In any event, Senator Gutensohn was a de facto officer, whose right to serve and vote cannot be attacked collaterally. Forrest City Gro. Co. v. Catlin,
In Stevens v. Shull,
If the decision of the majority is to stand, upsetting and holding void the action of the Senate in seating Senator Gutensohn, and in holding his vote on the emergency clause void and of no effect, an intolerable condition will arise with reference to every act passed by the 1939 session of the General Assembly. No one can certainly know, no lawyer, no judge, whether any act of that session has been lawfully enacted, without a search through the Senate Journal to determine how Gutensohn voted, and whether his vote was necessary to the passage or defeat of any measure. The published acts of the Legislature will no longer import verity. They stand stamped by the decision of the majority with uncertainty and doubt. No longer can the Acts of 1939 be cited without a showing from the Journal of the Senate that the vote of Gutensohn was not necessary for the passage of the act cited. And this most intolerable condition is a red *857 flag of warning of danger in repealing or making nugatory the constitutional mandate that "Each House shall . . . be sole judge of the qualifications, returns and elections of its own members." The framers of this provision knew what they were about. They knew that, if each House were not made the judge of the qualifications of its own members, and such matter be left to the courts, no one could tell whether a published law be valid or not, without an exhaustive search of the records to determine who were lawful members and who were not, and how they voted.
No importance is to be attached to the fact that the Legislature passed act 81, appropriating $1,000 "for the purpose of paying Paul Gutensohn for services rendered to the State of Arkansas," without reciting that it was for services rendered as a State Senator. The whole context of the act shows it was for such purpose, and 3 recites "that without such services, the county of Sebastian would be deprived of representation in the Senate of the General Assembly," etc. The only service rendered was as a State Senator.
In our opinion, act No. 4 confers no vested right.

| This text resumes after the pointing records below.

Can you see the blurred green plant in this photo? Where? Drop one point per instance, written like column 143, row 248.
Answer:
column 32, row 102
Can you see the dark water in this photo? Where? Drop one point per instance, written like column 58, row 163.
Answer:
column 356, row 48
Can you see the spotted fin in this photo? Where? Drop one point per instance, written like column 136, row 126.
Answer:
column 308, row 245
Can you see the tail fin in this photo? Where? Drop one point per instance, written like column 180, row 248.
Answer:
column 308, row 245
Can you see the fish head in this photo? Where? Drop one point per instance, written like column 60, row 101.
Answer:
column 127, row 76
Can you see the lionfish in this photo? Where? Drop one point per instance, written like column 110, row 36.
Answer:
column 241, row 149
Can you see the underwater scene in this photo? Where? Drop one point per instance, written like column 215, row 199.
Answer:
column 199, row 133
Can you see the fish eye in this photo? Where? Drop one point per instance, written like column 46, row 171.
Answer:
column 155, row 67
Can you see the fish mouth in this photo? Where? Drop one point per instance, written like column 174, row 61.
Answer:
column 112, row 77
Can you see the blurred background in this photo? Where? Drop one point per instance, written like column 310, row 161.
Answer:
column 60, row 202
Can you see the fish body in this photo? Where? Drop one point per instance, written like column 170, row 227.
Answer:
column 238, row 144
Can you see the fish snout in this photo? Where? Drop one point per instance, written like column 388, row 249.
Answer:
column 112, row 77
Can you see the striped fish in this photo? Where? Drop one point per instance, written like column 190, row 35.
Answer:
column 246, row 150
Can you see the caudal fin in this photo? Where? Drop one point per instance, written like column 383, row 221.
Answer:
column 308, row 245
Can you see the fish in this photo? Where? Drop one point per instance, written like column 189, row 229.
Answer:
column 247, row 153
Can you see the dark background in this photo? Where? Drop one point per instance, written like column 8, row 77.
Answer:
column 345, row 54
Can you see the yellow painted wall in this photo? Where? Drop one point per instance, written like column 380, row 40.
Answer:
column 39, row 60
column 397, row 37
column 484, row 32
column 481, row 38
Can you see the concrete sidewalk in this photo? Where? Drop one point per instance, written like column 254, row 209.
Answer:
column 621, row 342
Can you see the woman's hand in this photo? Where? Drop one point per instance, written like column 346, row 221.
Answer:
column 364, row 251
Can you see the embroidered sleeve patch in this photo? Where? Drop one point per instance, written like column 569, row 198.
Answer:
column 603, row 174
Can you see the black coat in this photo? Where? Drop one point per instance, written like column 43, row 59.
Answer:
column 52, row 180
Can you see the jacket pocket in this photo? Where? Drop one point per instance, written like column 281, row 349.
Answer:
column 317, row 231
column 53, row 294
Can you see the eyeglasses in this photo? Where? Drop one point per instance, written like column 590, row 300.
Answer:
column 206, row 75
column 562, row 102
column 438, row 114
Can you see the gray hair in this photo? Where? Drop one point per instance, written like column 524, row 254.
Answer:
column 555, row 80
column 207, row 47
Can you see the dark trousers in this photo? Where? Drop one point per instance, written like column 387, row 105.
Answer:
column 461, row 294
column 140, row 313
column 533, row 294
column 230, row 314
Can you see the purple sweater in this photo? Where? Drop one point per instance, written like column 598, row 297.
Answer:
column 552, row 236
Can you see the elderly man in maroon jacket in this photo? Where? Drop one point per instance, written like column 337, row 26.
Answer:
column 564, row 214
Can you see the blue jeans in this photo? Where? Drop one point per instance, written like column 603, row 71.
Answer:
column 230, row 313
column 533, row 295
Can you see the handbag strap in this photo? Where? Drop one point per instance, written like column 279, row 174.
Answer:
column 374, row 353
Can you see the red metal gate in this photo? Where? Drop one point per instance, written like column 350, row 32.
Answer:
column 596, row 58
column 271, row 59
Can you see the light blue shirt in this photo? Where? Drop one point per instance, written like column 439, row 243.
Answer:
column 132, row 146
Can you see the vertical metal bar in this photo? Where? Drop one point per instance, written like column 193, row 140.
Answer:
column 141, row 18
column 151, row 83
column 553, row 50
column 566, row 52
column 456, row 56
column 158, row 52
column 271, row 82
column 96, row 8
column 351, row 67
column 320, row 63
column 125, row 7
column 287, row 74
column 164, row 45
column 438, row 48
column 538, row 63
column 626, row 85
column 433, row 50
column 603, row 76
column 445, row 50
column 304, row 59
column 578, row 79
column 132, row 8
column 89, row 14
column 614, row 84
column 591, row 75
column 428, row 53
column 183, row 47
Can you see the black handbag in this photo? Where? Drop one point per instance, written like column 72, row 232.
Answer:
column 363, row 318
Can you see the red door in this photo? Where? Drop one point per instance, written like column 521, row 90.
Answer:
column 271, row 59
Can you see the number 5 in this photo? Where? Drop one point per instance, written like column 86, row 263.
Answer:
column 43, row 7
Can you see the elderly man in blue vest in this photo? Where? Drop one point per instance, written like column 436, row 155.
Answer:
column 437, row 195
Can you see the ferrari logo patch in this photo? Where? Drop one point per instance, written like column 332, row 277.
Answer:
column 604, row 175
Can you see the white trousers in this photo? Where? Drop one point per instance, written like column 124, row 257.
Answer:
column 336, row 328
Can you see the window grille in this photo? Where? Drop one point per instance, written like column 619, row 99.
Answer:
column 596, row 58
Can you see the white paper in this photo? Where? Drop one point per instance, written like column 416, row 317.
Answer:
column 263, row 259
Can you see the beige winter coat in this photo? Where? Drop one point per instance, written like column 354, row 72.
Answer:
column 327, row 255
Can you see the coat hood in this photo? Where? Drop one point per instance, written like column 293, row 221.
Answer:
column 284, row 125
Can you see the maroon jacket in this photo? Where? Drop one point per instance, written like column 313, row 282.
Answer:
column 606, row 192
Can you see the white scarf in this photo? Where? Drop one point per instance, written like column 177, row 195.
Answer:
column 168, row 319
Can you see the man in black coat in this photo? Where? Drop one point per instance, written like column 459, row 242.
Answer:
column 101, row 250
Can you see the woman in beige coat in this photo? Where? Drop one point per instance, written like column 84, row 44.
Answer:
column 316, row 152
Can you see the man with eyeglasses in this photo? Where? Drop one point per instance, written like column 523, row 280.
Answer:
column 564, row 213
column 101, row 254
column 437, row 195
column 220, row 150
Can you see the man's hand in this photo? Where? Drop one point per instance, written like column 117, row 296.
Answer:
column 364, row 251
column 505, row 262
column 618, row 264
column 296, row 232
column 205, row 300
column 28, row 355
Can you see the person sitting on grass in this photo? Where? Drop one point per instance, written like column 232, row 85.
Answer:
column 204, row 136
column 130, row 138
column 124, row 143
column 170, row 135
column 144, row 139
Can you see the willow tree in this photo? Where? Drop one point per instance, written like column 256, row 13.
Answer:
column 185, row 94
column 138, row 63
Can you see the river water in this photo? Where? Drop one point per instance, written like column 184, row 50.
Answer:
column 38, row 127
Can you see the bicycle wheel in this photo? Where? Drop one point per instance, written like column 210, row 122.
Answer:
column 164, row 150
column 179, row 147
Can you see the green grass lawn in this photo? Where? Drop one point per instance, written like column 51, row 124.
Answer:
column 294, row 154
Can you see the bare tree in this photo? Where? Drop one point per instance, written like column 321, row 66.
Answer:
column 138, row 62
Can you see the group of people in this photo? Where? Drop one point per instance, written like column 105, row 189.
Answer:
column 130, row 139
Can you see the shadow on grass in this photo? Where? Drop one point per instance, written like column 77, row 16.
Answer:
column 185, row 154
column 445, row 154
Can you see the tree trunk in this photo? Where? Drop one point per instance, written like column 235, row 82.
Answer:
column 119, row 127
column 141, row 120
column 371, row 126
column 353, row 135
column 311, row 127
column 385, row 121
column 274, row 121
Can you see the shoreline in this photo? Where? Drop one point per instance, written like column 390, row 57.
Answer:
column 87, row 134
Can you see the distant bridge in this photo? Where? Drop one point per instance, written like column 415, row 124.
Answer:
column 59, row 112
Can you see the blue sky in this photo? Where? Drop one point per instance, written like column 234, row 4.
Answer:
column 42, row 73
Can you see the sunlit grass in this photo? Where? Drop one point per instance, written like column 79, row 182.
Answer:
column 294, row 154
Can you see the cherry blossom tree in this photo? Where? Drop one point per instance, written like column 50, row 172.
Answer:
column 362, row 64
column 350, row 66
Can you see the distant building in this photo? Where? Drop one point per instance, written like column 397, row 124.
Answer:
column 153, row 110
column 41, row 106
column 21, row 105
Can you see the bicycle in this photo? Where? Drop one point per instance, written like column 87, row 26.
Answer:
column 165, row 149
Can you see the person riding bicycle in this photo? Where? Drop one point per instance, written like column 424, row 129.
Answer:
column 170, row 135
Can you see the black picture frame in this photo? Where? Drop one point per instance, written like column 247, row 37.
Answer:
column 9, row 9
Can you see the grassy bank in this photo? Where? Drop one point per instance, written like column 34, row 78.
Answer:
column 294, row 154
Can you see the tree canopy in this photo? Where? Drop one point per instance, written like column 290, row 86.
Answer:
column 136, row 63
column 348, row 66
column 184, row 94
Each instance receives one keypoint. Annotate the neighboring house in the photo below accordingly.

We are of the opinion, also, that, if the act is, in fact, subject to the referendum without an emergency clause, it has a valid clause of that character, which makes it immediately effective, and we, therefore, dissent from the holding of the majority, which overrules the opinion of the court below denying injunctive relief.
I am authorized to state that Justice McHANEY and Special Justice HOLLAND concur in the views here expressed.